Polynomial convolutions and (finite) free probability
Adam W. Marcus
TL;DR
The paper develops finite free probability by embedding polynomial convolutions into a finite-dimensional framework and introducing the U transform to connect finite-root data with classical independence. It defines finite freeness and shows how both additive and multiplicative finite convolutions approximate Voiculescu’s free convolutions in the large-d limit, while remaining computable at finite d. The work derives finite counterparts to constant, Gaussian, Poisson, and compound Poisson laws and proves associated limit theorems (law of large numbers, central limit theorem, Poisson limit) within this finite setting, along with majorization results and applications to restricted invertibility. By uniting hyperbolic-polynomial techniques with determinant-based polynomial convolutions, the paper provides a practical bridge between combinatorics, random matrix theory, and free probability with potential impact on graph theory and quantum information.
Abstract
We introduce a finite version of free probability and show the link between recent results using polynomial convolutions and the traditional theory of free probability.
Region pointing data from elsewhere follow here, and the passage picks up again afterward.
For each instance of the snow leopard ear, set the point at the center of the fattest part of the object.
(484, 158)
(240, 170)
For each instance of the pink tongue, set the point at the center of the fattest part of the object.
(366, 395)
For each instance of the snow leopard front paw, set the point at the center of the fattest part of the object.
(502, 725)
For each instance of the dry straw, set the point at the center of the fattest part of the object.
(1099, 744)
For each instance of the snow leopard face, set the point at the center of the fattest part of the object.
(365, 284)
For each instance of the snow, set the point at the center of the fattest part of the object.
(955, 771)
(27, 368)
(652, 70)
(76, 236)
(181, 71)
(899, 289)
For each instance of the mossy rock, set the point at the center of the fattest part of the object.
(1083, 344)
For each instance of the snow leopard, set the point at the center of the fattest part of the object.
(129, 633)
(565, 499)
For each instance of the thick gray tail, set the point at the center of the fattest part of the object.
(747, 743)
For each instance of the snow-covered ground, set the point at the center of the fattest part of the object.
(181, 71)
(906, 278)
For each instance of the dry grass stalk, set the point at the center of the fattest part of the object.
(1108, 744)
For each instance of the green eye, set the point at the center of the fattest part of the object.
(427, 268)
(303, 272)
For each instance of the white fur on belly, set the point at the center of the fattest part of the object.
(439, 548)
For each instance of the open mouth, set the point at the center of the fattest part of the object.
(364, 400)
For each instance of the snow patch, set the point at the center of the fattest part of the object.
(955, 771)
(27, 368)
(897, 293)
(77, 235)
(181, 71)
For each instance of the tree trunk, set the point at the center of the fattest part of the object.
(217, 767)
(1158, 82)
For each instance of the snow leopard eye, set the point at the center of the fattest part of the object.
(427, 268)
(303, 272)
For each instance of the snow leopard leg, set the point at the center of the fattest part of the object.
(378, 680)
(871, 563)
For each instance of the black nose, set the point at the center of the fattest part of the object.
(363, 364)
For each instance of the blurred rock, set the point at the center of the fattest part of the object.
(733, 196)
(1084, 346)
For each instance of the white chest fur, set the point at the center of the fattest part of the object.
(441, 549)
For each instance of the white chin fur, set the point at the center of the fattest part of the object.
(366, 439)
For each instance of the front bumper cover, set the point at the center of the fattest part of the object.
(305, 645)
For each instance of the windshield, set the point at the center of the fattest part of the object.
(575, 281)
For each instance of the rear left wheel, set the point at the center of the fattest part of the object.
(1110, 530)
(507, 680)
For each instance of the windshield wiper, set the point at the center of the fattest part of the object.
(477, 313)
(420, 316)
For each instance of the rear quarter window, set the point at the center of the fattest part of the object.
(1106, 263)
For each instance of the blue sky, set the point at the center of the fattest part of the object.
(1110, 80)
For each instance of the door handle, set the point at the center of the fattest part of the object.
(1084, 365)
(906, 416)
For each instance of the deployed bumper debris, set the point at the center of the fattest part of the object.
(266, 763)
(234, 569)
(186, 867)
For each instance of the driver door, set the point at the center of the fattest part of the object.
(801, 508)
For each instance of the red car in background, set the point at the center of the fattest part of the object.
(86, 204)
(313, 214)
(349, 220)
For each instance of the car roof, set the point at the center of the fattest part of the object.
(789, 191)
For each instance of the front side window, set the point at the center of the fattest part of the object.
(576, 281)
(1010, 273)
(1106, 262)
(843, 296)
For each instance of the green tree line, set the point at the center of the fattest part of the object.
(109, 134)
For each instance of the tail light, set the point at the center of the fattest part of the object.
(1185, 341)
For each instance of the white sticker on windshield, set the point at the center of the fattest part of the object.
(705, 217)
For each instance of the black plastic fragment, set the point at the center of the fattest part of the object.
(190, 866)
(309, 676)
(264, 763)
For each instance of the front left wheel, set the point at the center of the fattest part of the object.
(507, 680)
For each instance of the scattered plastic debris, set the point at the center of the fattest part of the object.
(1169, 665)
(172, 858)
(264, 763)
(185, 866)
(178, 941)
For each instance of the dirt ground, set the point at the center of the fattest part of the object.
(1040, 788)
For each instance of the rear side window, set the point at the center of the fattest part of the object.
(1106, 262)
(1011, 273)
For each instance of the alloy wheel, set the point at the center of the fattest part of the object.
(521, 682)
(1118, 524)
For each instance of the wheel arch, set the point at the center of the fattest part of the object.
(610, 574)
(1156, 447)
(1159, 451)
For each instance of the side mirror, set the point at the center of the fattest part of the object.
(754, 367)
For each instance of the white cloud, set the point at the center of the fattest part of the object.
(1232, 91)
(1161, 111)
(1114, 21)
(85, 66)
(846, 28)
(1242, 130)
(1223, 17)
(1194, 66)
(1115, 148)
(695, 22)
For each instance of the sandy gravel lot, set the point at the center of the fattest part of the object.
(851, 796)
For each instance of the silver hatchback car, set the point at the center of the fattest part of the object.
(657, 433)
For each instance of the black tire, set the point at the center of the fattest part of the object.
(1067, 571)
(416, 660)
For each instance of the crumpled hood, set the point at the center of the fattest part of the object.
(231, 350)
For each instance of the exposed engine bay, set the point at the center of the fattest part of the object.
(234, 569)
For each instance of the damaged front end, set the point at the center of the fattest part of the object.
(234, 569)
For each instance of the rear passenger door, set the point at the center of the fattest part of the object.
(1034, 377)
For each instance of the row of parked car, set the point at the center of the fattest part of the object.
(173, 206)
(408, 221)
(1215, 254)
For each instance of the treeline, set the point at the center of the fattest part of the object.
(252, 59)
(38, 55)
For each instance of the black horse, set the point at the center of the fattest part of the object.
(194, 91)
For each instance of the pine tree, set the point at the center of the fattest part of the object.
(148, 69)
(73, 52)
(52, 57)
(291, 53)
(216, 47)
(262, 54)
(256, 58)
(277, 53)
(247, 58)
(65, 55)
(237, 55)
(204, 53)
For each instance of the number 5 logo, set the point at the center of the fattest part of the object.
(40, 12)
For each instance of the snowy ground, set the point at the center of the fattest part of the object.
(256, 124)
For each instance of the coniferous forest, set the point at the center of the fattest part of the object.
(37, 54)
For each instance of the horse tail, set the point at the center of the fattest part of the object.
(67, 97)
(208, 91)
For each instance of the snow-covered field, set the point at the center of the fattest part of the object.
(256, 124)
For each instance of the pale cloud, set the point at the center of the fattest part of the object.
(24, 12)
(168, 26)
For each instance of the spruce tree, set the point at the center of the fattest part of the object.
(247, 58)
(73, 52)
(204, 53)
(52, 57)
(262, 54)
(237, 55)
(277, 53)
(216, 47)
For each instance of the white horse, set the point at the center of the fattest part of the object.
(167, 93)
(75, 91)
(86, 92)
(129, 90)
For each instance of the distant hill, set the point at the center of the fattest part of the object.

One tool for accomplishing this is a seemingly new transformation that allows one to reduce computations in our new theory to computations using classically independent random variables. We then explore the idea of finite freeness and its implications. Lastly, we show applications of the new theory by deriving the finite versions of some well-known free distributions and then proving their associated limit laws directly. In the process, we gain a number of insights into the behavior of convolutions in traditional free probability that seem to get lost when the operators being convolved are no longer finite. This version contains the original preprint from 2016 as well as an extra section (Section 5.2) where we use finite freeness to prove majorization relations on certain convolution.